What to do
if I committed a mistake?
We all commit mistakes, we are humans. I was witnessing a large mistake made in an international community. The ramifications reverberated years after the incident around the globe. This somehow triggered a question in me: "Is there a universal solution to mistakes?". How to get away the easiest way possible? And the answer appeared.
Nothing could be really done if the mistake is not accepted -- any measure taken, has hardly and effect.
The best is to say or announce "I made this mistake, and and caused you to suffer". It is the hardest within the whole thing, but also most healing. Everything else is downhill. The more detail the better. Leave nothing out. Say verbally what you did and how you understand the consequences. The more honesty, the better.

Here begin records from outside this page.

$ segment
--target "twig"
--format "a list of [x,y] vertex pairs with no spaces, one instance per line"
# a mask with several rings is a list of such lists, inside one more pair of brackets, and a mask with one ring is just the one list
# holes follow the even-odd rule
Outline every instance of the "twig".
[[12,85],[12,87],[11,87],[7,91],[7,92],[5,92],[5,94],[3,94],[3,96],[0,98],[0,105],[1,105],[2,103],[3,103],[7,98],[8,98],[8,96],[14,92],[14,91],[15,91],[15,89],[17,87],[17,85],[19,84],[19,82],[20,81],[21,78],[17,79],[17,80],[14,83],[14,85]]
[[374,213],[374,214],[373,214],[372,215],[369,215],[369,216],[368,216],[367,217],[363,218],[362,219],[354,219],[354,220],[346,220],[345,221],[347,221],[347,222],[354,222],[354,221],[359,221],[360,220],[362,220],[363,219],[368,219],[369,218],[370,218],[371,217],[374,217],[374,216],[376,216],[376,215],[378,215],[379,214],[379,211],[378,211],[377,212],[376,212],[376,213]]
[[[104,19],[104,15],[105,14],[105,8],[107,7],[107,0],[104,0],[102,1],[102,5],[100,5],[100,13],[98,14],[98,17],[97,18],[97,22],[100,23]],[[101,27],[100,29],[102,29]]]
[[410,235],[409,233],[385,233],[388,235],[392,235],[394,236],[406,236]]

Acceptance means to be ready to receive all consequences and deal with them. Don't fight back. No defending. No evading. No deflecting. No justification.
Any secrecy, dishonesty or partial truth will start to eat you inside.
Taking responsibility means willingness to act. Without this step we are like "ok, I'd did this, so what?". Responsibility unlocks necessary action, or encompasses them.
Compensate what is possible to compensate. If those were words that hurt the other, an apology may be appropriate. If it has been said in front of audience, then the apology has to be in front of the audience. If the mistake caused material loss, the the compensation should be material. For example if you crashed friends car, you either pay him the repairs or repair the car yourself.
How about things that cannot be compensated? For example causing unintended bodily harm. Then accept the law of the echo, without making a complaint.
4. Never again
Do so that it never happens again. If harm was caused because seatbelts were not fastened, then make sure the rest of the life all seatbelts are fastened before driving. If that was behavioural pattern, then taking few therapy sessions might be good idea. To understand why it happened, and then to release/unravel/annihilate the pattern.
5. Let go
When all of the above is completed, it is time for introspection. Let go of all emotions, wants and beliefs that are related to the incident. Let go of fear, guilt and shame. Clean out everything until there is nothing else to release about the incident. Otherwise you will still be bound to the incident and people keep blaming you. Keeping negative emotions means poisoning your body with toxins of negative emotions. Forgive yourself. And other too, if you still blame the for the happening.
6. Give time
Give time for yourself and for other to heal from the incident. Give time to readjust. Give time to receive the experience fully. Don't rush.